To find out what would be this, place the lens switch to MF position, and turn the focus ring manually until the maximum allowed, the direction in which close objects are clear.
Then, move the camera forward and backward to find the exact distance of focus. Ready. You will have found the minimum focusing distance of your lens.

To take pictures with higher magnification you can use a wand attached to trazeira art of your lens, as the product below:

http://www.bhphotovideo.com/c/search/ul/P/umse/0?Ntt=extension+tube+macro+EOS-M&N=0&InitialSearch=yes&sts=ma&Top+Nav-Search=

Macro lenses truly, there are only with EF or EF-S lens mount, and require an adapter to mount it on your camera, which uses EF-M lenses.


----------



## dcm (May 11, 2015)

Canon_sal said:


> 25cm seems quite far. But I'm used to point and shoot and iphones so..
> 
> Will any canon lens fit the EOS M?



Yes, with the adapter. But that probably won't solve the minimum focus distance issue for you since the minimum focus distance for most EF & EF-S lenses are 30cm or more. You really have 3 options for closeups depending on what you want to spend the and quality you wish to achieve.

For closeups you really need to look at the magnification the lens provides, not the minimum focus distance. As Neuro noted, this will lead you to the macro lenses. I use the EF 100mm f2.8 L IS from my FF rig when I need macro while I wait for an EF-M macro. The EF-S 60 macro that focuses as close as 20cm and gives 1:1 magnification is an alternative.

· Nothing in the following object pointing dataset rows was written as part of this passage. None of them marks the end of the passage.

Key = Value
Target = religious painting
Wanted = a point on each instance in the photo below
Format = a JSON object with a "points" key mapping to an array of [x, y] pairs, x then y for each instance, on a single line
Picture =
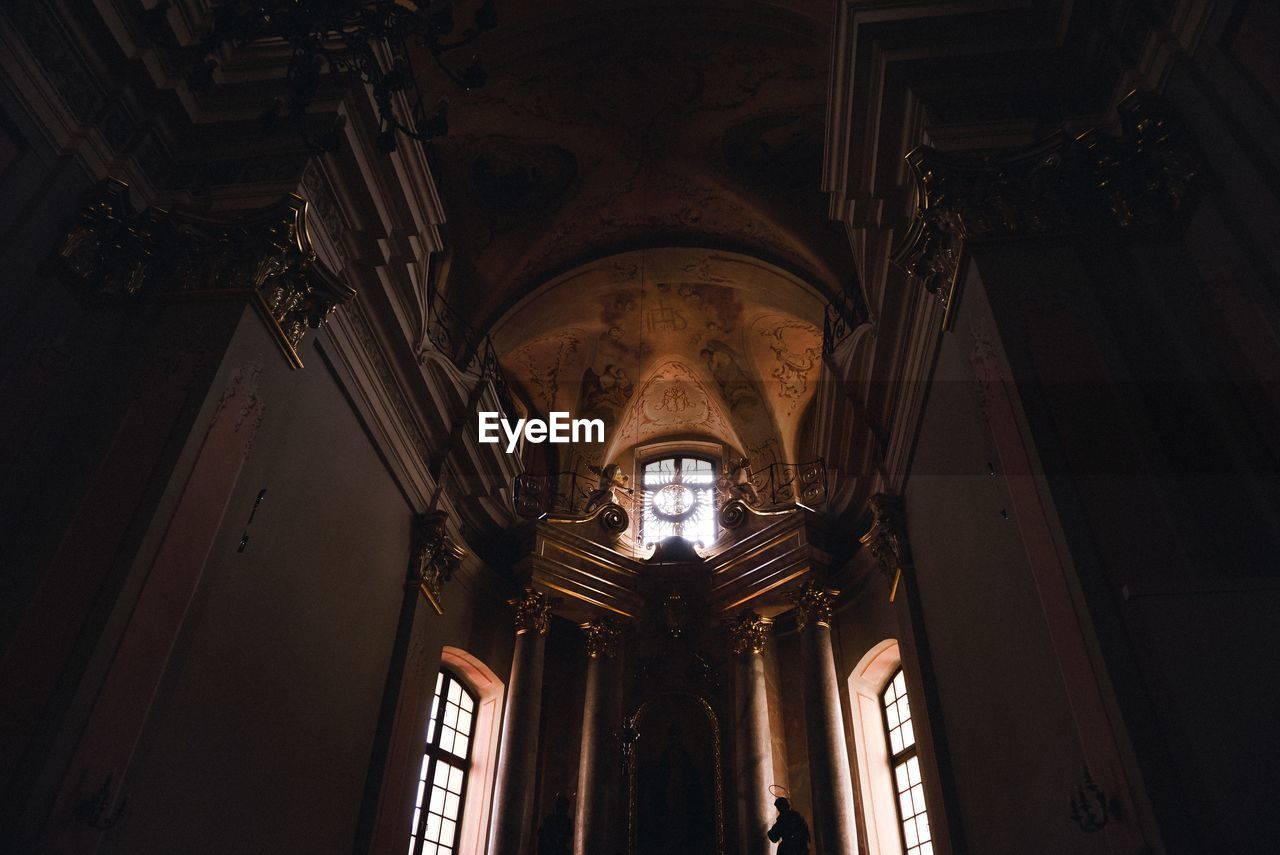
{"points": [[676, 789]]}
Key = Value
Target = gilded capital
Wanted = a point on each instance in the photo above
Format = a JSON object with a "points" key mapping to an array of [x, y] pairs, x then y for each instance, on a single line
{"points": [[533, 612], [602, 638], [117, 254], [749, 631], [813, 604], [1143, 177], [435, 554], [886, 539]]}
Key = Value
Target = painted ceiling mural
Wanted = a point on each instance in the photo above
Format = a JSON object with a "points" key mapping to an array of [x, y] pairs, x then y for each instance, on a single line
{"points": [[664, 343], [585, 141]]}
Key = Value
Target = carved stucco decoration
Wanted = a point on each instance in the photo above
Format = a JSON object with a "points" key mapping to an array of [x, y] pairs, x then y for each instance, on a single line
{"points": [[435, 556], [670, 341], [749, 631], [886, 539], [602, 638], [814, 604], [533, 612], [1142, 179], [113, 252]]}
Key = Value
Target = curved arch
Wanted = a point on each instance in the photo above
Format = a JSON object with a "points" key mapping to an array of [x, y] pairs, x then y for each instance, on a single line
{"points": [[874, 776], [484, 749], [632, 723]]}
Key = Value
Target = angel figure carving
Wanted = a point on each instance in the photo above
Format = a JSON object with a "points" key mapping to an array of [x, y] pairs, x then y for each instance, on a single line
{"points": [[611, 479], [736, 481]]}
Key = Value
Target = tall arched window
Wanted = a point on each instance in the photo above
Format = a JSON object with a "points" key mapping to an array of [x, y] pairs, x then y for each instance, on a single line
{"points": [[900, 734], [679, 499], [446, 763]]}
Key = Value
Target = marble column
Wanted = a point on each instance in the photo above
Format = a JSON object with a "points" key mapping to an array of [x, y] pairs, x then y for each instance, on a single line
{"points": [[830, 778], [598, 768], [517, 759], [752, 727]]}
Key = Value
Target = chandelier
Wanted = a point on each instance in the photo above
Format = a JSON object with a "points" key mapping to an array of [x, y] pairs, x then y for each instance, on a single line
{"points": [[373, 40]]}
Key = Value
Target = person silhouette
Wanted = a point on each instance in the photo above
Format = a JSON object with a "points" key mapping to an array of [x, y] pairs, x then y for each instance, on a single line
{"points": [[791, 830]]}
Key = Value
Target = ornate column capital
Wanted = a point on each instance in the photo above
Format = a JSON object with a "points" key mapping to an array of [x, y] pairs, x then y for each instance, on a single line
{"points": [[115, 254], [749, 631], [435, 554], [813, 604], [1142, 178], [886, 539], [602, 638], [533, 612]]}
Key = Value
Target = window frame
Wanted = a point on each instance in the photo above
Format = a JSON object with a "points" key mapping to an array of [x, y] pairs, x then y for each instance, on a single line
{"points": [[901, 758], [677, 453], [433, 753]]}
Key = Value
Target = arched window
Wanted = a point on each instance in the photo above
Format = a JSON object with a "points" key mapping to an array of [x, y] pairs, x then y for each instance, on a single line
{"points": [[679, 499], [442, 782], [900, 734]]}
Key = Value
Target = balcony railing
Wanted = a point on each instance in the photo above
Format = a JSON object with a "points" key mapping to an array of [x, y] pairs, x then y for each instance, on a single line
{"points": [[571, 493]]}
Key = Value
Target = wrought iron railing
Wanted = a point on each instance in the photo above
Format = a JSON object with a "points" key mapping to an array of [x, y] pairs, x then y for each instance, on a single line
{"points": [[563, 493], [791, 483], [572, 493]]}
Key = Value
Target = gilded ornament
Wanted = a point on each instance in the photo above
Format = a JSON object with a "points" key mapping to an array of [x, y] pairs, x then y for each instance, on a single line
{"points": [[113, 252], [435, 556], [814, 604], [602, 638], [533, 612], [749, 631]]}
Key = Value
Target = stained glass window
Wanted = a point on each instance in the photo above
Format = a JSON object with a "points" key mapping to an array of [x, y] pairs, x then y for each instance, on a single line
{"points": [[443, 776], [679, 499], [917, 837]]}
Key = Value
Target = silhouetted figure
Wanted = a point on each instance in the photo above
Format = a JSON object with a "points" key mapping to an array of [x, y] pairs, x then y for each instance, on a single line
{"points": [[556, 833], [791, 830]]}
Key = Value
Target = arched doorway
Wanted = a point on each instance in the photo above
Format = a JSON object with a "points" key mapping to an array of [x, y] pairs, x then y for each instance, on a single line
{"points": [[676, 799]]}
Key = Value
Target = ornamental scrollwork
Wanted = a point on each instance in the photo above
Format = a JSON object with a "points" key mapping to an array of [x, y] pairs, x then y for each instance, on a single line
{"points": [[113, 252], [1143, 178], [749, 631], [602, 638], [814, 604], [435, 556], [886, 539], [533, 612]]}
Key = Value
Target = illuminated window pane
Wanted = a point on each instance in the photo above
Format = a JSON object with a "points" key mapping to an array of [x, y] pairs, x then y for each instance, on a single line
{"points": [[443, 777], [900, 735], [679, 501]]}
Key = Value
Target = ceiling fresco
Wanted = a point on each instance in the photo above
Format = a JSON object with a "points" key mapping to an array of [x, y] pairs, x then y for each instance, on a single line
{"points": [[588, 140], [664, 343]]}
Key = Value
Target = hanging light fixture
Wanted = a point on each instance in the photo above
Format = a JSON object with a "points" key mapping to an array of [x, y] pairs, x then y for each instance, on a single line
{"points": [[370, 39]]}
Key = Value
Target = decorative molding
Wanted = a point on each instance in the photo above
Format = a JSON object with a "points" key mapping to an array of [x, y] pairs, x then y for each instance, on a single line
{"points": [[435, 556], [602, 638], [114, 254], [533, 612], [886, 539], [1144, 178], [749, 631], [814, 604]]}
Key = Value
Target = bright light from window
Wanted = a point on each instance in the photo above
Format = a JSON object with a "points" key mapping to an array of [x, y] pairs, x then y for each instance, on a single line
{"points": [[446, 760], [917, 837], [679, 499]]}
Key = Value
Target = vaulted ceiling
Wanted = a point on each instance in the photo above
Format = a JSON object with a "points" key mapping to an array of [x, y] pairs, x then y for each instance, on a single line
{"points": [[634, 209]]}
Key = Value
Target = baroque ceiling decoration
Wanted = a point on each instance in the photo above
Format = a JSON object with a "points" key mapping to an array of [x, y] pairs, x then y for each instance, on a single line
{"points": [[585, 143], [673, 342]]}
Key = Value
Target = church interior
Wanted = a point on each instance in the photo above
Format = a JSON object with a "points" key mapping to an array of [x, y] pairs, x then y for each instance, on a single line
{"points": [[927, 364]]}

An intermediate option is Canon's 250D closeup lens in 52mm thread that will mount on the front of your EF-M lens like a filter. Less expensive than a dedicated macro lens, it might meet your needs.

I've also used extension tubes that you mount between the body and lens to reduce the focus distance and increase magnification. You can get some cheap ones off Amazon or eBay, Canon doesn't make them for the EF-M lenses. 

You might visit this page to learn more about the latter two options and see what you can achieve.
http://www.cambridgeincolour.com/tutorials/macro-extension-tubes-closeup.htm


----------



## bainsybike (May 11, 2015)

Paradoxically, the nearest thing to a macro lens that is native to the EOS M is the ultra-wide EF-M 11-22mm F4-5.6 IS STM, which has a minimum focus distance of 15cm. Great lens, though not available (officially) in the USA.


----------



## neuroanatomist (May 12, 2015)

bainsybike said:


> Paradoxically, the nearest thing to a macro lens that is native to the EOS M is the ultra-wide EF-M 11-22mm F4-5.6 IS STM, which has a minimum focus distance of 15cm. Great lens, though not available (officially) in the USA.



Good point - the M11-22 achieves 0.3x, higher than any other EF-M lens.


----------